これまでは、資金運用に悩む金融機関などが国債を大量購入してきたため、消化は比較的、順調だった。しかし、今後は市場での消化が滞るとの見方から、10年物国債の流通利回りは、やや上昇気味で、先月後半は一時、1・5%台半ばに急騰するなど不安定な動きを続けている。
◆対策
財務省は金利動向について表向きは平静だが「入札の度に順調に落札されるかどうか緊張する」(幹部)という。そこで、対策として、1万円から購入できる小口化した個人向けの新型国債を来年1月から発行、現在は2・5%と低い個人の保有率を高めて、安定化を図る。元本と金利部分を分離して取引できる新型国債「ストリップス債」も来年度から解禁する。分離された元本、金利部分とも購入時に最終的な利回りが確定するため、保険会社など安定運用を望む投資家の需要を見込む。

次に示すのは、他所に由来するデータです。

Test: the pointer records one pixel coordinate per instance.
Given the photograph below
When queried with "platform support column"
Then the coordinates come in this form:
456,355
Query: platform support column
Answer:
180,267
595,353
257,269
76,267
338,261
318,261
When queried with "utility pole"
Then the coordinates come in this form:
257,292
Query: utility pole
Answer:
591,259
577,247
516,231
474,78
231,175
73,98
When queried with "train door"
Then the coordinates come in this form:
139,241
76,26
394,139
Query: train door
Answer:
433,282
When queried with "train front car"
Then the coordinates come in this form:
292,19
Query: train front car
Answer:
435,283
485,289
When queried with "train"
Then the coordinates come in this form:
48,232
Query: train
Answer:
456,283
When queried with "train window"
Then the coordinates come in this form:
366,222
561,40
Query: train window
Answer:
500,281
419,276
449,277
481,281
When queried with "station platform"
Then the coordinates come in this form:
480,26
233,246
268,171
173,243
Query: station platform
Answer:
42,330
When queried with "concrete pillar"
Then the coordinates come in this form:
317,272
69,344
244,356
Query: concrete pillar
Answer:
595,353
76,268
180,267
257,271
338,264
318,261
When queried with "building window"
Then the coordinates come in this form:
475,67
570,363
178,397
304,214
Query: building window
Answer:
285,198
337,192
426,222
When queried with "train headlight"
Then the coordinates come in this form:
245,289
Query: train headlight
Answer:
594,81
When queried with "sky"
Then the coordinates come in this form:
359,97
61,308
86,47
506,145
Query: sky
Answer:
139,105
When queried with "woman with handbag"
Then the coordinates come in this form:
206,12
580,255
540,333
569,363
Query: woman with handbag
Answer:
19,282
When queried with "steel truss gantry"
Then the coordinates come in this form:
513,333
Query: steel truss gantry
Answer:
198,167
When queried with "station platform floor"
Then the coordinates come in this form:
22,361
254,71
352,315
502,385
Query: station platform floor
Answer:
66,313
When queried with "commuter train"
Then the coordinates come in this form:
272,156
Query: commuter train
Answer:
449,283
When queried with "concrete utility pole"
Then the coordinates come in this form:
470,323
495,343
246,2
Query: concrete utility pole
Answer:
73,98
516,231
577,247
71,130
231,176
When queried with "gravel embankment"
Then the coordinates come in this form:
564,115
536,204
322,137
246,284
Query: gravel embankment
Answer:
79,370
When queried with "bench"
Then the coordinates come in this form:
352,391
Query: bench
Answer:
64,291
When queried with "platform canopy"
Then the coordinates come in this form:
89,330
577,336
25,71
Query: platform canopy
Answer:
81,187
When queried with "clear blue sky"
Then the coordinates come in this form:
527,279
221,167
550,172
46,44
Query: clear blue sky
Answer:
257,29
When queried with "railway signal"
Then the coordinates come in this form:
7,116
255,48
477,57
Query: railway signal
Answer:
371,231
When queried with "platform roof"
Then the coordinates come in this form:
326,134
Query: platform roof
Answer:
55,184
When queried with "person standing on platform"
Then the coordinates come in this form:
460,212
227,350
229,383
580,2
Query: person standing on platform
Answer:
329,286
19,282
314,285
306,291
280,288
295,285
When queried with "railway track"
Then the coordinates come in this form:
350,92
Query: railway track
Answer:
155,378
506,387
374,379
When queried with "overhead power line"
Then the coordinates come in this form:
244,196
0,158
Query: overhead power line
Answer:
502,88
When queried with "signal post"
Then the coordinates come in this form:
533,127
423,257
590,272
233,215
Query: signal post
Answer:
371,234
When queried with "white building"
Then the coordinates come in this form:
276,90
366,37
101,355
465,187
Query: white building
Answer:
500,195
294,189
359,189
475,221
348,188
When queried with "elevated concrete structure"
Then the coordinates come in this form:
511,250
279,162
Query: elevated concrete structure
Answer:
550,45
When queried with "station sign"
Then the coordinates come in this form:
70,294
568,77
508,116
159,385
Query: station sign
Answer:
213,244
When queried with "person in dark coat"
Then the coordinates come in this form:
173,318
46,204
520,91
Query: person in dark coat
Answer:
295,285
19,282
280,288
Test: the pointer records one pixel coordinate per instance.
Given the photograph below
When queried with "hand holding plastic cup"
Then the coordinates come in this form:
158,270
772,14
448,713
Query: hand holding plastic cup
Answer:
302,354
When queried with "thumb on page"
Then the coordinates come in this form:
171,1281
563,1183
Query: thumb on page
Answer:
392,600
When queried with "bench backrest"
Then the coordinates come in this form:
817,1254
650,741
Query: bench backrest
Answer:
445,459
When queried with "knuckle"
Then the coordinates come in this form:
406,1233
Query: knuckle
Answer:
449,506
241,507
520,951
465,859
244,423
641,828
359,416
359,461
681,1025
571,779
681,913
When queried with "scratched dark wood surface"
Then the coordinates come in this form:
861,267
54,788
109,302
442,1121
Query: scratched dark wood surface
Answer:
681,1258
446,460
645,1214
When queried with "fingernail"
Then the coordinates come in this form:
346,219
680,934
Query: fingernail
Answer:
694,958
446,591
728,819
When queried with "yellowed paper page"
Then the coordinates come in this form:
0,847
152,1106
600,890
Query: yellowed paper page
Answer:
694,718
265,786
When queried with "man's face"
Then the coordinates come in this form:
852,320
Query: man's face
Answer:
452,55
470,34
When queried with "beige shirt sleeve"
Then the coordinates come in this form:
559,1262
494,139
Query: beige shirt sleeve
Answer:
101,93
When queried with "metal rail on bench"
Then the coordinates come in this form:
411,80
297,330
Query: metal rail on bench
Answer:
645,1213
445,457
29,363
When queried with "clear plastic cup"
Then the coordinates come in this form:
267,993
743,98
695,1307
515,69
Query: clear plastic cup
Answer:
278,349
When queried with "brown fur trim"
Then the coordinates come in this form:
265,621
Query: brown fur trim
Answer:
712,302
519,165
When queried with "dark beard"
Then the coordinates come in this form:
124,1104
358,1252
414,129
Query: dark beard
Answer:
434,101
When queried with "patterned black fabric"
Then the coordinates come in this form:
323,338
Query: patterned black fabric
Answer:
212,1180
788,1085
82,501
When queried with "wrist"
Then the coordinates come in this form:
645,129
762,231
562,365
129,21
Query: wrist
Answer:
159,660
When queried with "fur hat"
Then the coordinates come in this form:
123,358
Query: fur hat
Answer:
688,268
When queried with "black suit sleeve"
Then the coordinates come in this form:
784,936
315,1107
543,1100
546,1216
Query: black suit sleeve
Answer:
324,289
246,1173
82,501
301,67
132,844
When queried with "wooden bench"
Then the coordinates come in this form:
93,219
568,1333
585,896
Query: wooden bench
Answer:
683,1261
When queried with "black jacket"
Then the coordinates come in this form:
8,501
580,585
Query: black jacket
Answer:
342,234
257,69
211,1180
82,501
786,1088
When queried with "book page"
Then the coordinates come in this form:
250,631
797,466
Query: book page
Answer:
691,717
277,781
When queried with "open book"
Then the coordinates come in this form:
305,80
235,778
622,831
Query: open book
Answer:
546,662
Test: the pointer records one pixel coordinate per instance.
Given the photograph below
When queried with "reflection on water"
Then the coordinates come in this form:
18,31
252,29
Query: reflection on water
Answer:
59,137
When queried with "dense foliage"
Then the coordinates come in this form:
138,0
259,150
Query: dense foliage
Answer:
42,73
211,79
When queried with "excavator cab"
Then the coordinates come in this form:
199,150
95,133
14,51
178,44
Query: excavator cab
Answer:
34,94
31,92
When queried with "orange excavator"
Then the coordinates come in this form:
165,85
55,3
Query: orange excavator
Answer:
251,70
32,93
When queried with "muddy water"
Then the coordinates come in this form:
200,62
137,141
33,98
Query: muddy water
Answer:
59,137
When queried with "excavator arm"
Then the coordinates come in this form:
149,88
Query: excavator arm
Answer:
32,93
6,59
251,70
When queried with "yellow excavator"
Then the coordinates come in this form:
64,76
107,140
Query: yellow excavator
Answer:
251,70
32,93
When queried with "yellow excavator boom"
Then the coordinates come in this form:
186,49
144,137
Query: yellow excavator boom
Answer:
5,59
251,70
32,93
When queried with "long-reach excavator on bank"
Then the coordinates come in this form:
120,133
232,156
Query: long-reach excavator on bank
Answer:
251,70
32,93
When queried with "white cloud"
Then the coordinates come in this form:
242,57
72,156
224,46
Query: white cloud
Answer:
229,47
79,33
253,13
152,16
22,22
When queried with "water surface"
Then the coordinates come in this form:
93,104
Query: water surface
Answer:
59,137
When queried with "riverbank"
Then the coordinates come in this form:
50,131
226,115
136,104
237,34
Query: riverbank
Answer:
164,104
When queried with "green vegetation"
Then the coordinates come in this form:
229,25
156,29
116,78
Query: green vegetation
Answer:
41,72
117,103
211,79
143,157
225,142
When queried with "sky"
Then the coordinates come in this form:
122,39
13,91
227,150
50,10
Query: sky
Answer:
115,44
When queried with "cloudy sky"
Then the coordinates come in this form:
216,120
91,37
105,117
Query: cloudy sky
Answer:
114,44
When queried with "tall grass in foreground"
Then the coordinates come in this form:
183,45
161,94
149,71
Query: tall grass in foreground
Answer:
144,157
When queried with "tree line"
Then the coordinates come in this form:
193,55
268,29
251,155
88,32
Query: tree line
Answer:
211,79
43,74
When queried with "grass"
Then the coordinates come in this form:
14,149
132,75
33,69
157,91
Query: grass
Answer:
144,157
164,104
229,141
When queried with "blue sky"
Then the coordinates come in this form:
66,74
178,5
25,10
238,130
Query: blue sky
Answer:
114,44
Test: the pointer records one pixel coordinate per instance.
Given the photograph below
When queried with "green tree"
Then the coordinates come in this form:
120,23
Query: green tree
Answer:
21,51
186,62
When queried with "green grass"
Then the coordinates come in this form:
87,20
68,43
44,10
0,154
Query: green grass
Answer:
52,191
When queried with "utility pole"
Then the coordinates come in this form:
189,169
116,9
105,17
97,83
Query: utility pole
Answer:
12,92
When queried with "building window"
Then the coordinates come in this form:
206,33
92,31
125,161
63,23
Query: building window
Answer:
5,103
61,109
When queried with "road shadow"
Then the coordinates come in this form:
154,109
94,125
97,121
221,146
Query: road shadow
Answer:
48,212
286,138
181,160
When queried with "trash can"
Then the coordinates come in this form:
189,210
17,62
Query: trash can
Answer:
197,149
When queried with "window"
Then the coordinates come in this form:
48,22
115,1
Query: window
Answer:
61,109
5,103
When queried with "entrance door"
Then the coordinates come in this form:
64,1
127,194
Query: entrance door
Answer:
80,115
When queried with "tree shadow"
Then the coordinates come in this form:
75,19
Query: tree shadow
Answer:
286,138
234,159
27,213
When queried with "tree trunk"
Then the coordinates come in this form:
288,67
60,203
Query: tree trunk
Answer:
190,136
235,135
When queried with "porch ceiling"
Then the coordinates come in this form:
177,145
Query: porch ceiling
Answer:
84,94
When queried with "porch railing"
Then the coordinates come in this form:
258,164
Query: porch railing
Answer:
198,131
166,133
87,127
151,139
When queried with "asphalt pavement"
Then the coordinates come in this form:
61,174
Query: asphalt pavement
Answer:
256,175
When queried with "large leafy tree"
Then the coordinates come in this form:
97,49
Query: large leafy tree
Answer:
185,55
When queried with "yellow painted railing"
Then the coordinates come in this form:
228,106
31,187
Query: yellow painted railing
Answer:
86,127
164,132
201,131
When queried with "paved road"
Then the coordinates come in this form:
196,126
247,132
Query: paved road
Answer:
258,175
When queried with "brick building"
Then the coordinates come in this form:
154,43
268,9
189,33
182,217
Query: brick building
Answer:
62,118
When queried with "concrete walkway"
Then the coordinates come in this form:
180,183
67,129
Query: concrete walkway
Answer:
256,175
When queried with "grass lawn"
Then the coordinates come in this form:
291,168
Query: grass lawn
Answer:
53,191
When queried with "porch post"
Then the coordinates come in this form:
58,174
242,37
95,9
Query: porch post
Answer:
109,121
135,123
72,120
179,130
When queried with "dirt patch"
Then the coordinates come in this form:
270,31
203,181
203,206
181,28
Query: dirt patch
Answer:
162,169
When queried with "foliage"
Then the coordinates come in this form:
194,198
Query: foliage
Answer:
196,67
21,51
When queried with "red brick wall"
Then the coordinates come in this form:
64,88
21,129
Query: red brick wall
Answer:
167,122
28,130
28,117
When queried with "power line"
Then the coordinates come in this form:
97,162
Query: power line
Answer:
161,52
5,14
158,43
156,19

さらに、償還の集中を避けるため、買い入れ消却を積極化する。2002―07年度に、5兆2500億円分を消却する。コマーシャルペーパー(CP)などに限定されている電子決済による取引を国債にも適用、決済期間の短縮を図る。
◆課題
小林益久・メリルリンチ日本証券チーフ債券ストラテジストは「個人は国債を貯蓄代わりに長く保有するので価格安定につながるが、普及するためには利子課税の減免など優遇措置が欠かせない」と一段の対策が不可欠という。
一方で、金融機関が市場を通さずに、国債を集団で直接買い取る「シンジケート団」の取り扱いが課題に残されている。シ団は、10年物国債の4割を引き受けているが、シェアは低下傾向にあり、将来も安定的な受け皿として機能できるかどうか不透明だ。シ団を廃止し、欧米並みに数十の金融機関に一定額の落札を義務づけることも検討されているが、結論は出ておらず、国債の安定化に向けての試みは続きそうだ。